The more time you spend with someone, the more you tend to become like them. This is probably most visible with teenagers whose interests can change like the wind. Almost overnight they can go from being super interested in one game, style of clothing, or genre of music to thinking those things are the lamest things ever while something else is now their favorite thing.

Why does that happen? Most of the time this change of interests can be traced to the friends that they’re spending the most time with. A kid whose best friend suddenly gets really into Fortnite and only talks about Fortnite, is going to try out playing Fortnite at least once. And if their friend continues to be interested in the game, they’re likely to keep that interest in it even if they initially didn’t like playing the game.

While this is probably most outwardly visible in youth, it serves as a truism for all people. The phenomenon is called conformity, and it goes beyond our mere outward actions all the way down to our very character. Paul is right when he says, “Bad company ruins good morals” (1 Cor. 15:33). Someone who spends most of their time with people who curse, smoke, and drink all day is very likely to also start cursing, smoking, and drinking even if they were adamantly against such things before they met those people.

The opposite is true as well. A young man who enters into a personal discipleship relationship with a godly older Christian is likely to start picking up the traits, characteristics, and potentially even the mannerisms of that godly saint. Paul describes that very thing concerning his relationship with Timothy: “You…have followed my teaching, my conduct, my aim in life, my faith, my patience, my love, my steadfastness” (2 Tim. 3:10). Our tendency to conform goes beyond people as well. We may hate a particular genre of music, but if, for some reason, we were to start listening to a lot of that style of music we may eventually go from hate, to dislike, to tolerate, to like, to loving that brand of music.

Why is this important to note? Here’s an important reason: We are born fallen, dead in our sin, and we live our entire lives in a fallen world that is diametrically opposed to Christ, his Word, and his people. When we are saved by his grace through faith in his person and work, the Holy Spirit comes and lives inside of us and gives us a new nature with a tender heart that truly does love Christ and his commands (Jer 31:31-33; Ezek 36:24-26; Titus 3:4-7).

As Christians we really do want to live righteously. We really do want to view and understand the world as Christ views it and made it. The problem is that by necessity we spend a lot of time in the world. So, not only do we have to struggle against our flesh and former ways of thinking and viewing God, the world, ourselves, and other people, but we are also inundated day after day with the things of this world and its ruler that seeks to influence us away from Christ and His kingdom (Eph. 6:12).

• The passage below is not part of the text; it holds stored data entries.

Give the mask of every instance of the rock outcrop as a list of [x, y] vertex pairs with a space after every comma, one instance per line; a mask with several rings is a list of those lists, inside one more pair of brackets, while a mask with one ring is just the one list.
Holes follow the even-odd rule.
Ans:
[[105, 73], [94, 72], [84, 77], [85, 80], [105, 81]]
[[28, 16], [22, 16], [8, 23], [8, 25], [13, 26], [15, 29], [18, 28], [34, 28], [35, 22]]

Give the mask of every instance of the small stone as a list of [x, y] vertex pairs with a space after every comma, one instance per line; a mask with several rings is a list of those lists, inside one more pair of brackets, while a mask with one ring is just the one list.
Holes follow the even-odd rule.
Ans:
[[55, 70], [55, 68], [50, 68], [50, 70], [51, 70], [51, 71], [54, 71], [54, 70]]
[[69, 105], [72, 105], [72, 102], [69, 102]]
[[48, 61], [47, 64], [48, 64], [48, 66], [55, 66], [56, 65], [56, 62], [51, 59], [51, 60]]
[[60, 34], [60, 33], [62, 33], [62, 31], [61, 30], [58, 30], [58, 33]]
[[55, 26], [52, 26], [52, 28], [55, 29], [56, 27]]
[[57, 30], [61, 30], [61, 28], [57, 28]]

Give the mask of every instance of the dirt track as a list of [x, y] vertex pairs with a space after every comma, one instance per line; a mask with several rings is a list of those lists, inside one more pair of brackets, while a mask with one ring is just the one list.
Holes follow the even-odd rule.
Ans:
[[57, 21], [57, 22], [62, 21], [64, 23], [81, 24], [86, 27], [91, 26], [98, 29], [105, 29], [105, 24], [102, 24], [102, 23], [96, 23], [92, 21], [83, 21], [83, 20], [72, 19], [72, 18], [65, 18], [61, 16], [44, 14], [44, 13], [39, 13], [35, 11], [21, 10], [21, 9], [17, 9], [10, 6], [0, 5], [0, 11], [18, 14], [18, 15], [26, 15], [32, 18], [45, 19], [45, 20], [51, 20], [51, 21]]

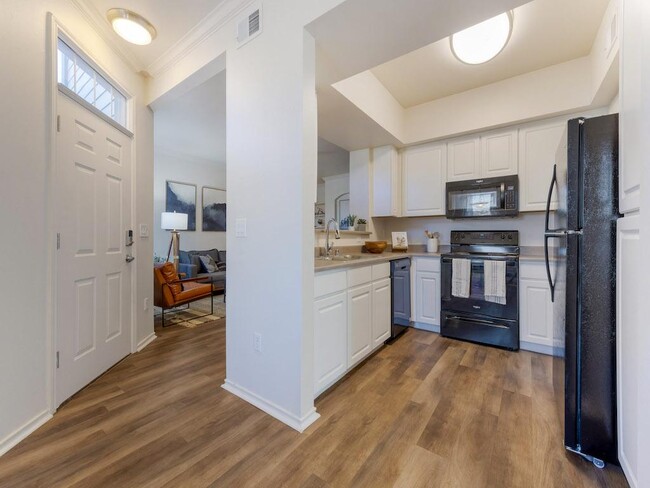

This is why, after spending eleven chapters expounding the gospel and what Christ has done for the believer through his death and resurrection, Paul starts his practical exhortations this way: “I appeal to you therefore, brothers, by the mercies of God, to present your bodies as a living sacrifice, holy and acceptable to God, which is your spiritual worship” (Rom. 12:1). How do we present our bodies to God as a living sacrifice? We do so by not letting ourselves be conformed to the image of world. We stop letting ourselves look like the world.

Instead, we spend time in the Word letting that have all the influence on our minds. Though we live in the world as sojourners, we do not allow the world’s values to color our vision or our thinking. Where the world and our own unredeemed thinking are at odds with Scripture, we humble ourselves, submit to God’s Word, and let it renew our minds so that we can think rightly about God, the world, ourselves, and others.

We cannot be lax in this. We must spend regular, consistent time in the Word, whether that is through reading, memorizing, and thinking about it continually, or hearing it preached to us. This cannot be a “Sunday only” thing. How can we expect to live godly lives if we only give Sunday mornings to letting God’s Word influence us while giving the world the other six and a half days? How can our love for Christ grow if we’re letting the world influence our thinking more than his Word? God has predestined all of his people to be conformed to the image of his Son (Rom. 8:29). That conformity will be complete when Christ returns and we receive our resurrected bodies (1 John 3:2), but if that is our future hope, shouldn’t we be striving to experience even a sliver of that in the present? Let us then spend time being influenced by Christ through His Word, having our minds renewed, so that we may look more like Christ each and every day.

Ponder and Pray: Consider how we can guard ourselves from being influenced by the world as we live in it. What are some gifts that God has given His people to help them in this? Finish by sharing prayer requests and praying for one another.